When scientific findings have big consequences for policy and politics, anti-science ideology and denial flourish. Religious ideology led the Church to deny Galileo’s scientific findings about the motion of the planets and stars and has fed the continuing denial of evolution in favor of fundamentalist claims of creationism. Stalinist ideology denied the science of genetics and led to a crippling of Soviet agriculture and biology for decades. And a mix of anti-government, pro-fossil fuel, and anti-environmental ideology underlies current denial of human-caused climate change.Those who use science to promote leftist political policies nearly always invoke Galileo and Darwin. If this history is really so important, then we should get it right.
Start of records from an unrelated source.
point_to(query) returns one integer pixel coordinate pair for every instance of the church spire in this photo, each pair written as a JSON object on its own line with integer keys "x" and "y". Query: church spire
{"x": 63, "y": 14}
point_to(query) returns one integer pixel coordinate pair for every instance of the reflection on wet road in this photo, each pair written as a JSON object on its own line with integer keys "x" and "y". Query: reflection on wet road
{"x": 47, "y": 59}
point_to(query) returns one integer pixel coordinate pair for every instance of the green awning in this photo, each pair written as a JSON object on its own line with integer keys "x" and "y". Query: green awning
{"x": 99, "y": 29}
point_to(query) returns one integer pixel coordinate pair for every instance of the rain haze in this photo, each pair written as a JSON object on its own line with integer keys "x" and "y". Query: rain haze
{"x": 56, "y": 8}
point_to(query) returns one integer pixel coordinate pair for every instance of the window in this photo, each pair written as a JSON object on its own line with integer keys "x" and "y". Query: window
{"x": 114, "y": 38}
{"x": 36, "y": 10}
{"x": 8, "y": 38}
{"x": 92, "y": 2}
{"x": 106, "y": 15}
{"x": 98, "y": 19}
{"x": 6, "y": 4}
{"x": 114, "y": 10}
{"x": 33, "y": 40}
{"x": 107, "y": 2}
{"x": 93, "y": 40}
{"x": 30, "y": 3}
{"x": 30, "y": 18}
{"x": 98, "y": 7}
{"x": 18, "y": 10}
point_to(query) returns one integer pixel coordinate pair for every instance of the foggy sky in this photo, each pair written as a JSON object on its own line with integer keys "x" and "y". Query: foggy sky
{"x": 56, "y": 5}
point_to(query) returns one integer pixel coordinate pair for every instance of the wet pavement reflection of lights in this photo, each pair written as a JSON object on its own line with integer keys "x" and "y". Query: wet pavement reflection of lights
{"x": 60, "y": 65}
The Church never denied any of Galileo’s scientific findings. You can read the Wikipedia Galileo affair for details. A historian disects the myth:
According to popular legend, when Galileo presented his telescope to senior cardinals/Jesuits/Aristotelian philosophers/the Inquisition (delete as applicable) they refused to even look through it. This tale has become a standard trope for when we want to attack anyone who won't accept 'obvious' evidence. As the last chapter of my book will be on Galileo, I thought I should try to nail down the primary sources for the legend. ...In particular, no one disputed the moons of Jupiter or the phases of Venus that Galileo discovered and published in 1610. The Church invited him to write a book on heliocentrism, as long as he presented the scientific arguments for and against. His book's main argument was that the motion of the Earth was proved by the once-a-day tides. The Church recognized that this argument was bogus. There are two tides a day, not one, and they are caused by the gravity of the Moon, not the motion of the Earth. The book ignored the Tychonic system, the leading geocentric system of the previous 40 years.
So who refused to look through Galileo's telescope? According to the historical record, no one did for certain. The argument was over what they could see once they once they did look.